Create Your Own DeepMind Barkour Robot

Exploring Google-DeepMind’s Barkour Project
Google-DeepMind is making significant advancements in the world of robotics through its Barkour project. This initiative focuses on quadruped robots that can rival the agility of real dogs. One exciting development is that the hardware designs for these robots have been made openly available to the public.
Meet the Barky Robots
The Barky robots are designed specifically for studying “animal-level agility.” These agile quadrupeds are not only impressive to watch, but they are also replicable. Interested individuals can access the necessary hardware information from the Google-DeepMind Barkour Robot repository on GitHub. This repository contains a variety of resources, including:
- CAD designs
- PCBA (Printed Circuit Board Assembly) designs
- Assembly instructions
The project is licensed under the Apache 2 license, allowing for easy replication. While the core software, including firmware and low-level coding, is available, higher-level artificial intelligence (AI) code is not included. However, Google-DeepMind has made it easier for developers to create their own software solutions.
The Barkour Agility Course
Since the onset of the Barkour project in 2022, researchers at Google-DeepMind have been working to establish benchmarks for comparing the performance of robotic quadrupeds. They created an agility course inspired by real dog agility competitions. This course features several challenges, such as:
- A pause table
- Weave poles
- An A-frame climb
- Jump obstacles
These challenges require the robots to navigate the course effectively while achieving the best time. The research team devised two main approaches to evaluate performance on this agility course:
Approach One: Specialist Locomotion Skills
In the first approach, researchers trained the robots using reinforcement learning techniques. This focused on developing specialized locomotion skills, which were then combined with a high-level navigation controller.
Approach Two: Generalist Locomotion Policy
The second method involved distilling the specialized skills into a Transformer-based generalist locomotion policy. This approach enables the robots to adapt to various terrains and modify their gait based on environmental conditions and their internal states.
Through these techniques, the custom-built quadruped robot called "Barky" was able to complete the course at approximately half the speed of a live dog, showcasing its capabilities in intricate navigation tasks.
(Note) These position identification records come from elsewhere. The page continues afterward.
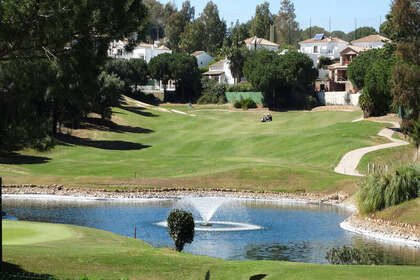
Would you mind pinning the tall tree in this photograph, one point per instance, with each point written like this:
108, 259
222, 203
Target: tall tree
262, 21
177, 23
156, 26
406, 74
214, 28
69, 39
193, 37
288, 32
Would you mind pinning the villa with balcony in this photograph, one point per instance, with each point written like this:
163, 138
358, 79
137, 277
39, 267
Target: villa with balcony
338, 80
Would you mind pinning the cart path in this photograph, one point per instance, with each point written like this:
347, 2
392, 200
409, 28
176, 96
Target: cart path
152, 107
350, 161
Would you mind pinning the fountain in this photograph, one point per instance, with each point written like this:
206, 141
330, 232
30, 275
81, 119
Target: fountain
207, 207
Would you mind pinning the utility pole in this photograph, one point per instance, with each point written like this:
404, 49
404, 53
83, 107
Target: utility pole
310, 27
329, 29
355, 28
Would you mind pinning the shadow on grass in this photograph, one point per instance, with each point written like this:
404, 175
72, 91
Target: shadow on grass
139, 111
254, 277
12, 271
100, 144
107, 125
15, 158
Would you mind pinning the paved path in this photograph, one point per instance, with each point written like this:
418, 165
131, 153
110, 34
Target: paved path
350, 161
152, 107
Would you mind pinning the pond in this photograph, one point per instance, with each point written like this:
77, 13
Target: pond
264, 230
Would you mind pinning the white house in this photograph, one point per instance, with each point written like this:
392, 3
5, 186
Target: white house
371, 42
220, 71
141, 50
321, 45
260, 43
203, 59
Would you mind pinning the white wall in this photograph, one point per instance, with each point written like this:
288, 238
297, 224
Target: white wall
259, 47
331, 49
146, 53
203, 59
338, 98
370, 45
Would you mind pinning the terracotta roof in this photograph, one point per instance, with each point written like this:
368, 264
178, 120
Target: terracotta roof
197, 53
356, 49
220, 63
371, 38
163, 48
325, 40
213, 73
260, 41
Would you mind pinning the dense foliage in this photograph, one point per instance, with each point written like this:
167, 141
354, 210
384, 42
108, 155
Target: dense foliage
245, 103
372, 71
181, 68
353, 256
406, 74
241, 88
181, 228
383, 191
133, 72
51, 56
285, 80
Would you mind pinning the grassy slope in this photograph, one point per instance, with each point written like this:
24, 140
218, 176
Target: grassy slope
392, 157
299, 150
103, 255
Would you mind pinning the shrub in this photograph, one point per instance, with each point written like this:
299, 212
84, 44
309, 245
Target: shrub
352, 256
212, 92
181, 228
241, 88
245, 103
381, 191
310, 102
371, 196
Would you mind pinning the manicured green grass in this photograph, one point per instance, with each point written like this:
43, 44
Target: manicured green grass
103, 255
298, 151
21, 234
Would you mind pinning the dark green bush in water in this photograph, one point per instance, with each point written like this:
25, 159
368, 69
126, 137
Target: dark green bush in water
382, 191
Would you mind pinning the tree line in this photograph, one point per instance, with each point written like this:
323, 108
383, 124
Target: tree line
390, 77
209, 32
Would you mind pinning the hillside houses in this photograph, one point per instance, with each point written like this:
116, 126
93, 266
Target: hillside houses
220, 71
144, 51
203, 58
260, 43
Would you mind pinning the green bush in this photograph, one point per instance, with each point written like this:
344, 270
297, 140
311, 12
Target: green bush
245, 103
212, 92
371, 196
353, 256
310, 102
241, 88
181, 228
403, 186
382, 191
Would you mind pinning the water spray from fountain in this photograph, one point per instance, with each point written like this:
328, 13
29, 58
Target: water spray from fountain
207, 207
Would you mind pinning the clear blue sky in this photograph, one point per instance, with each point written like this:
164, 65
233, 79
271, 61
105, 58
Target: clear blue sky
343, 13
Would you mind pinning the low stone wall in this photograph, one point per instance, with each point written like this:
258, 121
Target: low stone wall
384, 230
338, 98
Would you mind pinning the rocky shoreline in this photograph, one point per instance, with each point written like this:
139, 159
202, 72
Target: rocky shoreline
369, 226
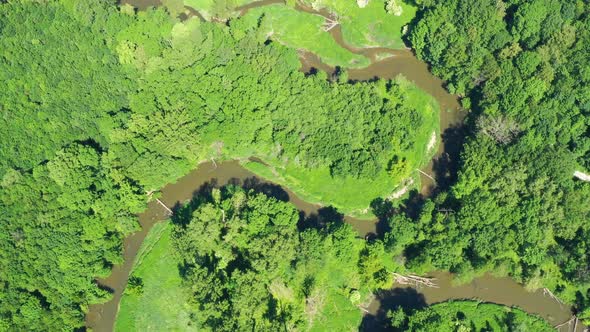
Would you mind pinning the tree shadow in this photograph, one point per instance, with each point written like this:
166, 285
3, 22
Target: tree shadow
446, 166
406, 298
267, 188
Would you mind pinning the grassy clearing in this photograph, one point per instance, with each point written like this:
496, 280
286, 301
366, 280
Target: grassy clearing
161, 306
476, 316
371, 26
303, 31
349, 195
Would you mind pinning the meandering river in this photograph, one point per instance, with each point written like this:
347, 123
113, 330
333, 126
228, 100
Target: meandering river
101, 317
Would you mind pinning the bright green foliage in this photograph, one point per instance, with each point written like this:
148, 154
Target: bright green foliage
247, 266
162, 303
463, 316
102, 105
516, 209
371, 26
202, 99
218, 10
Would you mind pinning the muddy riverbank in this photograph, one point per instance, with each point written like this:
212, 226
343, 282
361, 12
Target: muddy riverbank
487, 288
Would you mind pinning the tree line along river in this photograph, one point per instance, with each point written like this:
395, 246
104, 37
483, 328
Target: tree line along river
101, 317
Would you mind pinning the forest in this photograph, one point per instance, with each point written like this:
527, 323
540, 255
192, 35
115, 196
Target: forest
103, 105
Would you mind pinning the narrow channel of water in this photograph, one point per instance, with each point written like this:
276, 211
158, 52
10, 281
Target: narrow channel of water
487, 288
498, 290
101, 317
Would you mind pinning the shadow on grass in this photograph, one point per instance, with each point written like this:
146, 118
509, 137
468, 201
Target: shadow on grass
406, 298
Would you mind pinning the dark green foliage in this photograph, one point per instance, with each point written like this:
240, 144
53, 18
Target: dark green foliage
247, 267
101, 106
62, 225
523, 68
467, 316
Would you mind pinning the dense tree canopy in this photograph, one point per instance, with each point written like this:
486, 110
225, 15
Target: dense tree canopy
466, 316
247, 265
102, 105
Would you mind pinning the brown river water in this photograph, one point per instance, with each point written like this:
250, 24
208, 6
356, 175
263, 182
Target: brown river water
101, 317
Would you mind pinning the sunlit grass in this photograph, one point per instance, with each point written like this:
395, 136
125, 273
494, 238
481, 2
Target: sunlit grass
162, 305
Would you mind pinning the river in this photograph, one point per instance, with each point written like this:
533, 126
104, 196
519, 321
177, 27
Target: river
101, 317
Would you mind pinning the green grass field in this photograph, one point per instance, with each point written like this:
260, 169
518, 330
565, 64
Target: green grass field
303, 31
161, 306
371, 26
352, 196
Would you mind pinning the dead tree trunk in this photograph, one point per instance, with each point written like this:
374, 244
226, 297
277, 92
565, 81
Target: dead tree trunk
329, 24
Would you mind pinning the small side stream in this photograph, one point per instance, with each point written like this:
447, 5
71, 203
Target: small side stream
101, 317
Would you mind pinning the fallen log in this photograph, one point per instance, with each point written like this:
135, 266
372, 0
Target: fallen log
414, 280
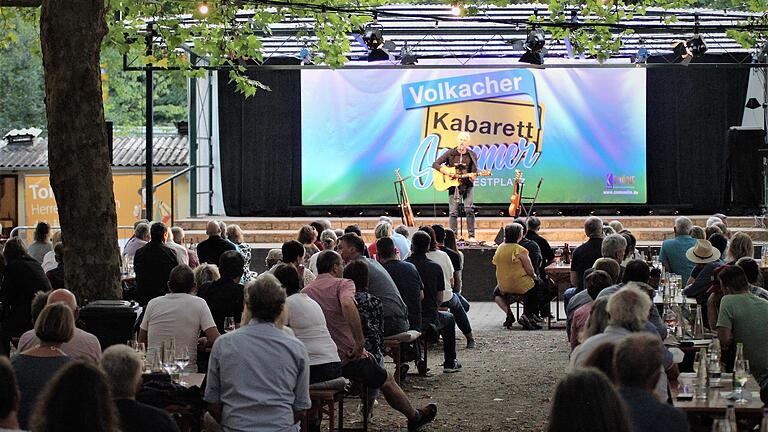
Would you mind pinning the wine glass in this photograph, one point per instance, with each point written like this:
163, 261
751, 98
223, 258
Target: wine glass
229, 324
182, 360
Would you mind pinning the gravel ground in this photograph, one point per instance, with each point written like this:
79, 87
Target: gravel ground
506, 384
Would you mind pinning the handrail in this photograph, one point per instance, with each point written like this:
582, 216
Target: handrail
178, 174
16, 229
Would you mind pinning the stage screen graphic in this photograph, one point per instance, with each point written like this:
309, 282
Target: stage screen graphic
582, 130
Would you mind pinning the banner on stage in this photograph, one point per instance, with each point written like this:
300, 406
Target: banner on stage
583, 130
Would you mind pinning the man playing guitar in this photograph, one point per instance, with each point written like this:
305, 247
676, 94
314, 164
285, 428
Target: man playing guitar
464, 162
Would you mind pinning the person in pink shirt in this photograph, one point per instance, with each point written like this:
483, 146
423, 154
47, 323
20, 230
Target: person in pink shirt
336, 297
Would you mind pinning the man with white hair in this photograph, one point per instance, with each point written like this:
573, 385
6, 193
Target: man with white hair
672, 254
464, 162
83, 345
210, 249
124, 368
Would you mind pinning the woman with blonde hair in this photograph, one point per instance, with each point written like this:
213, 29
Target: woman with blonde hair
34, 368
235, 235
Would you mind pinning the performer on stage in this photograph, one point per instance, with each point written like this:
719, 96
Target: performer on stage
465, 162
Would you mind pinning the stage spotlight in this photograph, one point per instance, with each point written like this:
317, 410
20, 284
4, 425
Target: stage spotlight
753, 103
203, 9
407, 57
534, 45
456, 9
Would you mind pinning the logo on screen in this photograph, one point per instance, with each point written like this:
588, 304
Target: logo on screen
499, 110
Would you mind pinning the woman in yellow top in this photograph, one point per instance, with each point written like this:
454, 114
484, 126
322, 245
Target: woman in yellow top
516, 276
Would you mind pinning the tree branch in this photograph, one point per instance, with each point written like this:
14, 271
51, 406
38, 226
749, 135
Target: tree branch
21, 3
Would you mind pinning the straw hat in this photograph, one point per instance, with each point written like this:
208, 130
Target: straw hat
702, 253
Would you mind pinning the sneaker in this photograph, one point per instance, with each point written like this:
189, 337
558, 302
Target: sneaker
423, 416
452, 367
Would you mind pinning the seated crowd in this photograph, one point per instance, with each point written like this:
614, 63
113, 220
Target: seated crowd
618, 358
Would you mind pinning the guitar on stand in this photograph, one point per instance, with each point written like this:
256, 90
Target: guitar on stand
514, 204
402, 200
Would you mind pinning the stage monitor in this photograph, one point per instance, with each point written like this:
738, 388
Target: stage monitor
582, 130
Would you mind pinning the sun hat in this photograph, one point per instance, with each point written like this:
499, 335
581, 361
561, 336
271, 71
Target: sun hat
702, 253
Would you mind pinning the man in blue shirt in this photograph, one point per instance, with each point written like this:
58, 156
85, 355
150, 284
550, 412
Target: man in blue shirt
245, 390
672, 254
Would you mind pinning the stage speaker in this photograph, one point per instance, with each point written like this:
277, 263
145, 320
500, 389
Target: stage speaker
744, 185
111, 321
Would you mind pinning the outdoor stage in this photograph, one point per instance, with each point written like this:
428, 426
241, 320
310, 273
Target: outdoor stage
264, 233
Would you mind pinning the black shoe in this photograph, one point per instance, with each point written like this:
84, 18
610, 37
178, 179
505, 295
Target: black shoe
424, 415
510, 320
452, 367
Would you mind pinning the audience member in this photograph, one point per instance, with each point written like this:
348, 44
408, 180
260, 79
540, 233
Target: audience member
307, 237
698, 233
224, 296
182, 256
434, 322
271, 398
42, 242
400, 236
206, 273
637, 360
49, 260
139, 239
9, 397
293, 253
450, 295
673, 251
56, 276
210, 250
328, 240
82, 346
178, 315
594, 282
406, 279
515, 276
602, 358
743, 318
585, 401
380, 284
35, 367
752, 272
235, 235
64, 406
178, 238
23, 278
307, 321
153, 263
336, 298
584, 256
123, 368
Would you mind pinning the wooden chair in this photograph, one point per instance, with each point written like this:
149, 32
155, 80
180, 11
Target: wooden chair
392, 348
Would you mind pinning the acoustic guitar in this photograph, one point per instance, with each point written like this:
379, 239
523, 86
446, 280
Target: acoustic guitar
444, 181
514, 201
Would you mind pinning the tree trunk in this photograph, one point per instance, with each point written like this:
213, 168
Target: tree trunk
71, 32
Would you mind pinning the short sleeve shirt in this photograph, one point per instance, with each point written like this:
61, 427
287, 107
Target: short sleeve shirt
328, 291
747, 317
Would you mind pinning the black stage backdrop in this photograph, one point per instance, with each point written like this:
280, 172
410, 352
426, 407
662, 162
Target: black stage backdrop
689, 111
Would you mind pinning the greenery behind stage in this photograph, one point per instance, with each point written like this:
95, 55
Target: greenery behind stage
22, 103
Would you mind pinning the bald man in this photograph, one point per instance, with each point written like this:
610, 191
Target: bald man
83, 345
210, 250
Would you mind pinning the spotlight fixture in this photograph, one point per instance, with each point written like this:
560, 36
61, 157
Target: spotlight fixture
456, 9
753, 103
534, 45
203, 9
407, 57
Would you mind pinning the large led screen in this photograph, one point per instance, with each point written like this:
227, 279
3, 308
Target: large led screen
582, 131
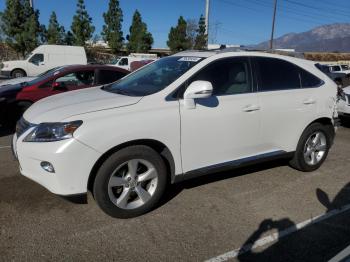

This performance was verified by training real dogs to undertake the same course.
Further Resources
For those interested in diving deeper into the details, the findings are documented in the paper titled "Barkour: Benchmarking Animal-level Agility with Quadruped Robots." A video summary is also available for a quick overview.
Additional Robotics Collections
Barkour is also featured as a part of the MuJoCo menagerie, a collection of high-quality, open-source robot models designed for the MuJoCo physics engine. This collection includes various quadruped simulations, such as:
- Unitree Go
- Anybotics ANYmal
- Boston Dynamics Spot
These resources serve as valuable tools for researchers and developers in the robotics community.
Where to Find More Information
For more insights, the following links are available:
- Barkour on GitHub
- MuJoCo Menagerie on GitHub
- Barkour Research Paper on arXiv (Link to be provided by the original source)
Whether you are a researcher, developer, or simply interested in robotics, the Barkour project offers a rich opportunity to explore the future of agile robotics, encouraging innovation and experimentation in the field.